By Amma Marfo ; Updated September 21, 2017

To have the look of a flourishing herb garden without having to wait for seeds to germinate, you can always purchase already started potted seedlings and transplant them into the garden. To transplant herb plants, no matter what kind of herbs you’re growing, just follow a few simple rules and watch your herbs’ progress as they transition from a small pot to your garden bed or a larger, more permanent container.

Select your herbs and read the spacing needs on the plant stake to know how much room you need in the garden bed to support them. Also check whether your herbs are an annual or a perennial so you know if the planting needs to be a permanent location or just for this season.

Loosen the soil in the garden bed with a shovel or hand trowel. Add a few inches of compost over the soil and work it in well. If you’re going to grow in a planter, layer the bottom with some gravel followed by potting soil to fill the pot.

Dig a hole where you want your herb transplant to go approximately the size of the existing pot the herb is in. Carefully remove the herb from the pot and break up the root ball gently if there are roots wound in a spiral at the base.

Set the herb into the prepared hole and position it so the top of the root ball is level with the top of the soil. Lightly press the surrounding soil around the plant to support it, but don’t pack it tightly.

Water the garden bed or container well to create moistness all around the soil of the plant. Water every two to three days to keep the soil well moist for the first month or until you start to see new growth appear on the plant.

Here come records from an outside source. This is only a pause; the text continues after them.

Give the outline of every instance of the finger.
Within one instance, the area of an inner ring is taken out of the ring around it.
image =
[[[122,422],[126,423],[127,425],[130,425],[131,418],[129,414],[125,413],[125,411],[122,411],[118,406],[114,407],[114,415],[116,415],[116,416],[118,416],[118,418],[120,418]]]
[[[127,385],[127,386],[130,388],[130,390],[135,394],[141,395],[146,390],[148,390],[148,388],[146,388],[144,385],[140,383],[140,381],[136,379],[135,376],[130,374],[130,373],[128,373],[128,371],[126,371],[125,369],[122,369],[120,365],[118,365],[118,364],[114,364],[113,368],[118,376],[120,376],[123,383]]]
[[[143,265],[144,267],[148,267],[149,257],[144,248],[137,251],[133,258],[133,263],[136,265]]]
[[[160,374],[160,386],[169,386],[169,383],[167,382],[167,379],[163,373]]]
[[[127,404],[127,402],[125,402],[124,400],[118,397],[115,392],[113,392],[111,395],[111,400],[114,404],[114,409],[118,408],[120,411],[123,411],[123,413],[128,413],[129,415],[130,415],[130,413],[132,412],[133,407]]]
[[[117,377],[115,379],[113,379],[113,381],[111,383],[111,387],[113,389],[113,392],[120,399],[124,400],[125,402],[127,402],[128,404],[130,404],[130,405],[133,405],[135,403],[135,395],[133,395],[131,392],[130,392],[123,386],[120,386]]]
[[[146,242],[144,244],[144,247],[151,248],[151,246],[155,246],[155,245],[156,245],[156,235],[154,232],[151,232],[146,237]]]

Back off to watering just once or twice a week as needed once the plant has established itself and is growing well. Collect herbs and/or prune as needed depending on the type of herb you are growing.


Things You Will Need

  • Herb seedlings
  • Garden bed area
  • Shovel or hand trowel
  • Compost or garden soil
  • Large planter
  • Gravel
  • Potting soil
  • Water


  • For a complete collection of herbs, consider growing based on a theme such as culinary use, tea herbs, or fragrant herbs for making sachets of potpourri.